MICROSOFT CAMPAIGN AGAINST PIRACY
The target is the corporate sector
By Syed M. Aslam
Oct 02 - 08, 2000
Corporate sector beware using the pirated software can be hazardous. Or at least that's the message that the global software giant Microsoft, which started operations in Pakistan two years ago, is trying to send by issuing legal notices to some 200 companies in the country for the violations of copyrights.
According to Zulfiqar Khan, a lawyer specialising in Intellectual Property Rights (IPRs) whose firm represents Microsoft in Pakistan, the company is only targeting the big companies which can afford to buy licensed softwares but chose to use the pirated software. 'Some 15,000 companies in Pakistan are using 20 or more PCs each and while they can afford to buy licensed software the majority of them chose to use pirated copies with least regard to the IPRs. Our campaign is directed only against the companies having 15 or more PCs and not against the individual users such as students or small businesses," he added.
The Microsoft campaign against software piracy is calculated indeed as it primarily targets the corporate sector, the single top user of PCs in the country. By targeting the corporate sector Microsoft seems to send a signal that it wants to develop a legitimate market in a country where piracy has become an all-pervading environment. Despite a nine per cent reduction in the piracy level since 1994 the use of unlicensed software still stands at a high 86 per cent in Pakistan. The corporate sector being the biggest single user of the PCs is also the top user of pirated software products and that explains the Microsoft's reason to target this market exclusively.
The ongoing Microsoft campaign should also be viewed in the backdrop of the tremendous growth of knowledge-intensive industries and globalisation of the economic activities during the last decade that have resulted in the significant increase for the demand for the protection of Individual Property Rights backed primarily by the developed world. Developing countries today are facing increased pressure to improve standards of IPRs protection. Pakistan is no exception.
So what has been the response of the legal initiatives undertaken by the Microsoft? Sources at Khursheed Khan & Associates, the law firm specialising in Intellectual Property Rights and responsible for issuing legal notices of which Zulfiqar Khan is a part, told PAGE that of the 200 notices served to the companies nationwide many have chose not to even acknowledge the notice while others have written that they would buy licensed Microsoft products. 'We will keep sending reminders to the companies who chose not acknowledge the notice and may take the relevant legal measures after 5-6 months depending on the instructions received from our client,' they added. The sources said that the Microsoft sends it the list of companies to be issued legal notices after conducting its own investigation.
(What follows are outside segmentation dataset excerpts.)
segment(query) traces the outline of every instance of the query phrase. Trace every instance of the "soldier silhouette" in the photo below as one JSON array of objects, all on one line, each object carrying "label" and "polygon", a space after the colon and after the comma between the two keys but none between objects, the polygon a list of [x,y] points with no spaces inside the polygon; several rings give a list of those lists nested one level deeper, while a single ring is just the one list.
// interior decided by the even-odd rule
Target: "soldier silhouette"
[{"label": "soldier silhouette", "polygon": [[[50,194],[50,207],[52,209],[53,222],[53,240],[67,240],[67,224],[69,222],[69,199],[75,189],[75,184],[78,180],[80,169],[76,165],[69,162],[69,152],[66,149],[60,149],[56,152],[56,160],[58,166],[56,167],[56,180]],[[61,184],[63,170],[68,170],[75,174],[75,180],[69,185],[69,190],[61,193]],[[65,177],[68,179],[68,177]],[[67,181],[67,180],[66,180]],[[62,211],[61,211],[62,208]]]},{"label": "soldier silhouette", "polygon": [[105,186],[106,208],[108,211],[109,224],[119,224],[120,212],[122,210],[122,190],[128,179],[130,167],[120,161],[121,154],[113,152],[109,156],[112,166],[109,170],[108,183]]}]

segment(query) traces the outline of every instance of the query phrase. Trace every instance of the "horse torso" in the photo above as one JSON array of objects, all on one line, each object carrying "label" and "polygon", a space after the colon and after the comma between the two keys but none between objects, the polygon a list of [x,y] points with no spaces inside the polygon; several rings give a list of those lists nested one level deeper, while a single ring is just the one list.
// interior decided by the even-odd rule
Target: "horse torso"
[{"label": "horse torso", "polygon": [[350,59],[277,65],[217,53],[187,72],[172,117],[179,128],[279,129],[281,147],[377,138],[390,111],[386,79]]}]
Zulfiqar said that despite offering a hefty 98 per cent discount by Microsoft on all its products to educational institutions not a single institution has shown interest to avail it in the country to help encourage the use of quality products backed by guarantee and support.
The lack of implementation and enforcement of IPRs protection in Pakistan could be attributed to the presence of a large informal sector, low per capita income, shrinking purchasing power and also on the absence of specialised IPRs courts, judges and lawyers. The low priority attached to the IPRs is also attributed by the observers on the political-economic considerations. It is also perceived as an issue which has more to do to protect the interests of the multinational companies and their deeper penetration of the markets in the developing countries. There is also a perception that the protection of IPRs is an issue of the developed world which enjoys a fearsome monopoly in the latest technological advances and concerns expressed at such highest levels as the UN that more open economies are more likely to benefit from stronger IPRs protection laws.
So could there be a compromise? In theory, yes. This could be possible as the developing countries face increased pressure to improve the standards of IPRs protection and also as the amount of technological knowledge in the public domain is far more accessible to everybody anywhere in the world compared to just a decade ago.
According to sources the government is losing a revenue of Rs 1.25 billion each year alone from software piracy. It is not that the general public is not aware of the piracy and the violations of IPRs but their inclination to buy pirated products be it software, videos, books, or music, is purely based on reasons of economics. As one observer puts it, 'while the poors cannot afford to buy licensed products the affluent don't want to see the abolishment of piracy due to their own vested interests and the fact that a load of black money is riding on the trade.
Living in an excessively piracy-prone environment which offers minuscule chances of ever getting caught due to immense use worsened by a low per capita income and an ever decreasing purchasing power makes piracy a lucrative business. Without addressing the ground realities all the legislation in the world could not help improve the IPRs protection.